The availability of genome sequence information has profoundly changed the way in which research on eukaryotic microbes is performed. The manipulation of genomes and the expression of transgenes are now possible in an ever-increasing number of organisms. However, to date, there are only two diplomonads for which transfection systems have been constructed. Giardia intestinalis was the first transfected diplomonad (32), and it is by far the most-studied organism, benefiting from the wealth of genomic information that is available (7, 15, 24). Spironucleus vortens, the likely cause of the “hole-in-the-head” disease in tropical fish species (26), has been successfully transfected and has many favorable characteristics as a model organism, such as wide temperature tolerance and extremely rapid growth in vitro to high cell densities (6, 23, 31). However, the S. vortens genome project reported severe problems with assembly, and it has been put on hold. Spironucleus salmonicida, a causative organism of severe systemic infection in farmed Atlantic salmon (Salmo salar), farmed Chinook salmon (Oncorhynchus tshawytscha), and farmed Arctic charr (Salvelinus alpinus) (19), has favorable characteristics, similar to those of S. vortens, as a model organism, and has been reported to have a small genome with limited divergence between its two nuclei (30). We have participated in the sequencing of the genome of S. salmonicida and are aiming to provide reagents for the creation of a second diplomonad model system to support research on diplomonad parasites. Here we describe the development of methodologies for the stable transfection of S. salmonicida, employing three different selection markers (pac, bsr, and nptII), and we demonstrate the utility of this transfection system by tagging, expressing, and localizing six proteins in S. salmonicida. Further, we describe the creation of site-specific integration on the S. salmonicida chromosome using the bsr selectable marker. Finally, we describe the creation of S. salmonicida double transfectants by enabling experiments involving colocalization studies. By creating tools and methods for transfection in the diplomonad S. salmonicida, we hope to accelerate research on this group of curious and fascinating organisms.
MATERIALS AND METHODS
Reagents and cell culture.
Unless otherwise indicated, the reagents were obtained from Sigma Chemical Co. S. salmonicida (ATCC 50377, previously ATCC 50380), isolated from a muscle abscess in an Atlantic salmon from Vesteraalen, northern Norway (previously known as Spironucleus barkhanus), was obtained from the American Type Culture Collection (ATCC) and grown in axenic culture in a modified liver digest, yeast extract, and iron (LYI) culture medium.
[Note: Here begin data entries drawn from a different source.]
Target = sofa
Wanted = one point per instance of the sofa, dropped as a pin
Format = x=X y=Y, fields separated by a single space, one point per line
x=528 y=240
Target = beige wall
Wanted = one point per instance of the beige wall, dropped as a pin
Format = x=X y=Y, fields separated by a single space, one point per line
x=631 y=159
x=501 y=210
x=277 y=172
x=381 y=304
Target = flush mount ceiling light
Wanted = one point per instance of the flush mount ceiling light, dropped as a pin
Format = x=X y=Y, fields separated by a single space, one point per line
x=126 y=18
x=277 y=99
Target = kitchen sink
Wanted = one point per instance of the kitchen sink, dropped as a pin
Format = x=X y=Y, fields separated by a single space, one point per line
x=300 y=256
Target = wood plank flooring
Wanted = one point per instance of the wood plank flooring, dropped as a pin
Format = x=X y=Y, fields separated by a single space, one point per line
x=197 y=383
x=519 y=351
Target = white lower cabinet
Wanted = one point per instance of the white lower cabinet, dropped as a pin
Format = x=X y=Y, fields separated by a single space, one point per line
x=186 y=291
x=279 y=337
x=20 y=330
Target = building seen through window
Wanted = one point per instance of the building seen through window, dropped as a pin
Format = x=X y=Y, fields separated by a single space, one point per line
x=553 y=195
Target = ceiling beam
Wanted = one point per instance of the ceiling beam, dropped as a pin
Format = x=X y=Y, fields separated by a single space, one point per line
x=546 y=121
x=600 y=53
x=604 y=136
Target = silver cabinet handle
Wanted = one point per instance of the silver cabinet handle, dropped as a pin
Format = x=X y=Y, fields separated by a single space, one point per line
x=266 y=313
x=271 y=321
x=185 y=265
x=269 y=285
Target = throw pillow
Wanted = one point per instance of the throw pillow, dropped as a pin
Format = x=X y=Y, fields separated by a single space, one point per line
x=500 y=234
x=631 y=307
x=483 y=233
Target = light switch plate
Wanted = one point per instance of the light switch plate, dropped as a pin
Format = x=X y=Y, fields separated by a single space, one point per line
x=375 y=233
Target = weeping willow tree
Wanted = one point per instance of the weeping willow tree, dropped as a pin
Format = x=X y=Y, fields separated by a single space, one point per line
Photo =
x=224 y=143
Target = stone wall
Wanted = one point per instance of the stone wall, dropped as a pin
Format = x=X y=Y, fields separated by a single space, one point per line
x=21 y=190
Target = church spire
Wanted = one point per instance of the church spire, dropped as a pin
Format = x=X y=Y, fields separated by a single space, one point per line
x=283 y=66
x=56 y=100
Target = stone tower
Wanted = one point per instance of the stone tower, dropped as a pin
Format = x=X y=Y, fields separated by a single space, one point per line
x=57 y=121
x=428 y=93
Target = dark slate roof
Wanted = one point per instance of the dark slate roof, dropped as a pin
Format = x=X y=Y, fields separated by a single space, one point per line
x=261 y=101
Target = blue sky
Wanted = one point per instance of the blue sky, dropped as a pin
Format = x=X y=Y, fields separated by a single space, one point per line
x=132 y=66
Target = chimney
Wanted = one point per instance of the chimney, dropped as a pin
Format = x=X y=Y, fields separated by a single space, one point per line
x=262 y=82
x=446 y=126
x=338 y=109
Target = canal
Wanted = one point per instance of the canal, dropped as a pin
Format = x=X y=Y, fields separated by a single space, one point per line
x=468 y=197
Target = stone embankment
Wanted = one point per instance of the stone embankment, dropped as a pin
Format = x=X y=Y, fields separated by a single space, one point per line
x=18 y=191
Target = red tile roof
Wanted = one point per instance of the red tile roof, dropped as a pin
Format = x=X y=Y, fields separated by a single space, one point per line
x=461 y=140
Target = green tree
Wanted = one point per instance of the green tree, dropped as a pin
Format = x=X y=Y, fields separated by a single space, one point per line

Spironucleus salmonicida was cultivated in slanted polystyrene screw-cap tubes (Nunc) in 10 ml of LYI medium at 16°C with tightly capped tubes. Two hundred fifty milliliters basal medium (0.25 g K2HPO4, 0.15 g KH2PO4, 0.25 g NaCl, 6.25 g yeast extract [product no. 70161; Fluka], 1.25 g liver digest neutralized [Oxoid], 0.25 g l-cysteine-HCl, 2.5 g glucose, 0.05 g ascorbic acid, and 2.5 ml 2.28-mg/ml ferric ammonium citrate solution) was added. The pH was set to 6.8 using 5 M NaOH, and the medium was filter sterilized using 0.45-μm cellulose acetate (CA) filter units (Corning). The basal medium was kept at 4°C for immediate use or stored frozen at −20°C. The medium was completed by supplementing it with 10% bovine serum and 2.5% Diamond Vitamin Tween 80 40× solution (catalog no. 58980C; SAFC Biosciences). The completed medium was used within 72 h.
The cells were inspected by inverted light microscopy and passaged upon reaching confluence (∼106 cells/ml). Prior to passage, the cells were placed on ice for 15 min, and the tube was inverted several times both before and after the passage. Cells were passaged once per week by diluting the cultures to ∼104 cells/ml in complete LYI medium.
Optimization of the concentration for selection drugs.
Susceptibilities to different eukaryotic selection agents were determined by testing various concentrations of puromycin (10, 25, 50, and 100 μg/ml), G418 (50, 150, 300, and 500 μg/ml), paromomycin (100, 250, 300, and 350 μg/ml), hygromycin B (50, 100, 200, and 300 μg/ml), and blasticidin S (5, 10, 15, and 20 μg/ml). The drugs were added to tubes with 105 cells/ml in growth medium, and the cells were counted manually in a hemocytometer on days 3, 5, and 7 of culture. The cells were fixed with 1% formaldehyde to halt cell motility in the chamber. The results were used for calculating the percentage of growth inhibition compared to that of control samples grown in the absence of drugs. The equation used to determine the percent growth inhibition was [(U − T)/U] × 100, where U stands for the number of untreated cells at a given time point, and T stands for the number of treated cells for the same indicated time. The experiments were performed in duplicate.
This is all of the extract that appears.